In March 1989, he accompanied a small group to the outskirts of Area 51. Three Wednesday nights in a row, they watched a glowing disc rise above the mountains over Papoose Lake, a dry lake bed.
On March 29, 1989, Lear and friends recorded video of this object, a glowing disc that rose from a facility that officially didn’t exist. Ironically, March 29 was the same date Lear died at his Las Vegas home, though many years later.
The person who initiated the desert outing was a scientist who claimed he worked at Papoose on flying saucers. That scientist was interviewed live on television in May 1989 from Lear’s driveway, a tale that spread around the world.
Later that year, the identity of Lear’s friend was made public. Bob Lazar’s claims put Area 51 on the map, inspired movies, TV shows, and entire industries along what came to be known as Nevada’s Extraterrestrial Highway.
In his later years, Lear’s health declined. He could no longer fly but continued to share stories about increasingly outrageous conspiracies, enjoying the outrage they generated.
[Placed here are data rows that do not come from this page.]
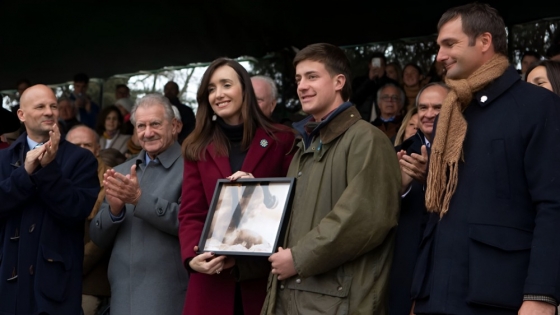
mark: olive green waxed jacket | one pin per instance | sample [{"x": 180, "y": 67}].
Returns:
[{"x": 341, "y": 228}]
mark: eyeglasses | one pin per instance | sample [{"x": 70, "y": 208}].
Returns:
[{"x": 391, "y": 98}]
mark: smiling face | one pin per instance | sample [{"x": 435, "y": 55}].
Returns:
[
  {"x": 538, "y": 76},
  {"x": 318, "y": 91},
  {"x": 411, "y": 127},
  {"x": 39, "y": 111},
  {"x": 458, "y": 57},
  {"x": 429, "y": 106},
  {"x": 411, "y": 76},
  {"x": 155, "y": 132},
  {"x": 112, "y": 121},
  {"x": 225, "y": 95}
]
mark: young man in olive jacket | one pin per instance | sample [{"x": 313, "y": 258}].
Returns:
[{"x": 339, "y": 242}]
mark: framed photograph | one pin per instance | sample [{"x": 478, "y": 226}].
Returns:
[{"x": 247, "y": 217}]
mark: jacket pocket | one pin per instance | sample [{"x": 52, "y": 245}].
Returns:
[
  {"x": 498, "y": 262},
  {"x": 53, "y": 274},
  {"x": 322, "y": 294},
  {"x": 499, "y": 163}
]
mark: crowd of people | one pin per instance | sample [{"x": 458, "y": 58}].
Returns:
[{"x": 416, "y": 193}]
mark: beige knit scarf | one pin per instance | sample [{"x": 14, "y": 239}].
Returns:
[{"x": 447, "y": 148}]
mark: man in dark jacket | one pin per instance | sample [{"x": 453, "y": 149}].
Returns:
[
  {"x": 491, "y": 244},
  {"x": 47, "y": 189},
  {"x": 413, "y": 158}
]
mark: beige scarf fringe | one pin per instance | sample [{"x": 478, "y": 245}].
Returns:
[{"x": 447, "y": 148}]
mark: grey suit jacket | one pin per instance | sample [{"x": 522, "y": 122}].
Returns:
[{"x": 145, "y": 271}]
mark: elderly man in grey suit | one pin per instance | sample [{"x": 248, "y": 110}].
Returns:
[{"x": 139, "y": 218}]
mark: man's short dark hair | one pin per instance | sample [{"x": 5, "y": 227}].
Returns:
[
  {"x": 81, "y": 77},
  {"x": 20, "y": 81},
  {"x": 478, "y": 18},
  {"x": 333, "y": 58}
]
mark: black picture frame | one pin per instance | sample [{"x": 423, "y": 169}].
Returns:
[{"x": 247, "y": 217}]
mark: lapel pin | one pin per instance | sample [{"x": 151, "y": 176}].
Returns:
[{"x": 264, "y": 143}]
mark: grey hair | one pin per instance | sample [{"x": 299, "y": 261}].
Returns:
[
  {"x": 437, "y": 83},
  {"x": 86, "y": 127},
  {"x": 151, "y": 100},
  {"x": 270, "y": 82},
  {"x": 401, "y": 93}
]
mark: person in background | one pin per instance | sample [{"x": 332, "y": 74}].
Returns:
[
  {"x": 545, "y": 73},
  {"x": 413, "y": 160},
  {"x": 266, "y": 92},
  {"x": 68, "y": 114},
  {"x": 527, "y": 61},
  {"x": 232, "y": 139},
  {"x": 95, "y": 287},
  {"x": 390, "y": 100},
  {"x": 112, "y": 157},
  {"x": 125, "y": 106},
  {"x": 88, "y": 110},
  {"x": 394, "y": 71},
  {"x": 171, "y": 91},
  {"x": 412, "y": 82},
  {"x": 21, "y": 86},
  {"x": 408, "y": 127},
  {"x": 48, "y": 187},
  {"x": 109, "y": 129},
  {"x": 490, "y": 242},
  {"x": 122, "y": 91},
  {"x": 8, "y": 123},
  {"x": 365, "y": 87}
]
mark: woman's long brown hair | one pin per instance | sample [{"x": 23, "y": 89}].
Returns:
[{"x": 206, "y": 130}]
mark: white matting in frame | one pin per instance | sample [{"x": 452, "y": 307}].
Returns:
[{"x": 246, "y": 217}]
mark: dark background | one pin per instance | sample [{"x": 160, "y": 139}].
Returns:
[{"x": 49, "y": 41}]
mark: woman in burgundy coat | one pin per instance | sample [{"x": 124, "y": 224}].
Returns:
[{"x": 232, "y": 139}]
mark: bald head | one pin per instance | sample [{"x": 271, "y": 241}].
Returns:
[
  {"x": 84, "y": 137},
  {"x": 38, "y": 111}
]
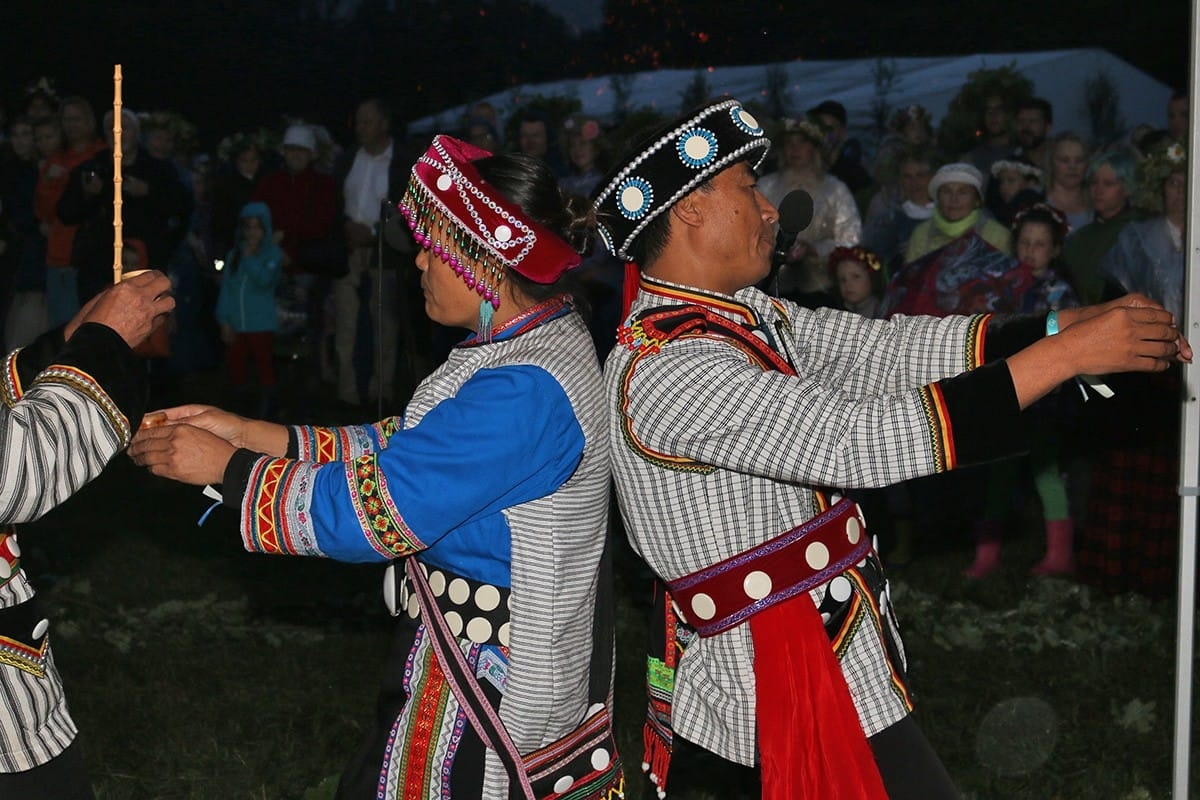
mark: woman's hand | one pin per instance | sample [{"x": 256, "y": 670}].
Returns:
[{"x": 181, "y": 452}]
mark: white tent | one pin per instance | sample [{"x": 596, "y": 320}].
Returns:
[{"x": 1059, "y": 76}]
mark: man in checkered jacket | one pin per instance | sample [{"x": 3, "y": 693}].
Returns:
[
  {"x": 69, "y": 403},
  {"x": 730, "y": 410}
]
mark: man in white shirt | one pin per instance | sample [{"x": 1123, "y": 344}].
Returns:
[{"x": 364, "y": 190}]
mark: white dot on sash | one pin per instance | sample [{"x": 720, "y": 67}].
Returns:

The crazy stories don’t obscure what was an amazing life. In the end, Lear figured he’d be vindicated.
“All I can tell you is when you find out the truth a month or years from now, you’ll look back and say, my gosh, the son of a gun was right.” You can see that video clip at this link.
Lear instructed his daughter to issue this message after his death.
“Tell them John Lear has embarked on his next adventure.”
Statements sent following Lear’s death
“John was a great pal for over 30 years – if you were lucky enough to meet him, you know he was an unforgettable and unique person. If he didn’t make you think he certainly made you smile. I’ll truly miss him.”
Aviation writer Jim Goodall:
“John Lear came into my life just short of a half-century in early 1973.
One of John’s favorite pranks was to pretend he was livid at you for something you had no knowledge of. He’d almost be foaming at the mouth. But you had to watch his eyes.
If you detected that “John Lear” gleam in his eyes, you knew he was just pulling your leg. And when caught, he would respond with a big belly laugh.”
Lear’s friend Gene Huff:
“If you were never entertained, educated, or astonished by John Lear, you never spoke to him! Ufology will never be the same without him.”
Jeremy Corbell, filmmaker:
“John Lear was a legend both for his aviation accomplishments and for his dynamic contributions to the study of the UFO mystery. Everything we’re seeing unfold today in the UFO field would not have been possible without John Lear. He was one of a kind.”
John Lear’s daughter said her father asked her to post this message on his Facebook page when he went on to his next lifetime.
“Angels are allowed a few mistakes but he tried not to abuse that privilege.”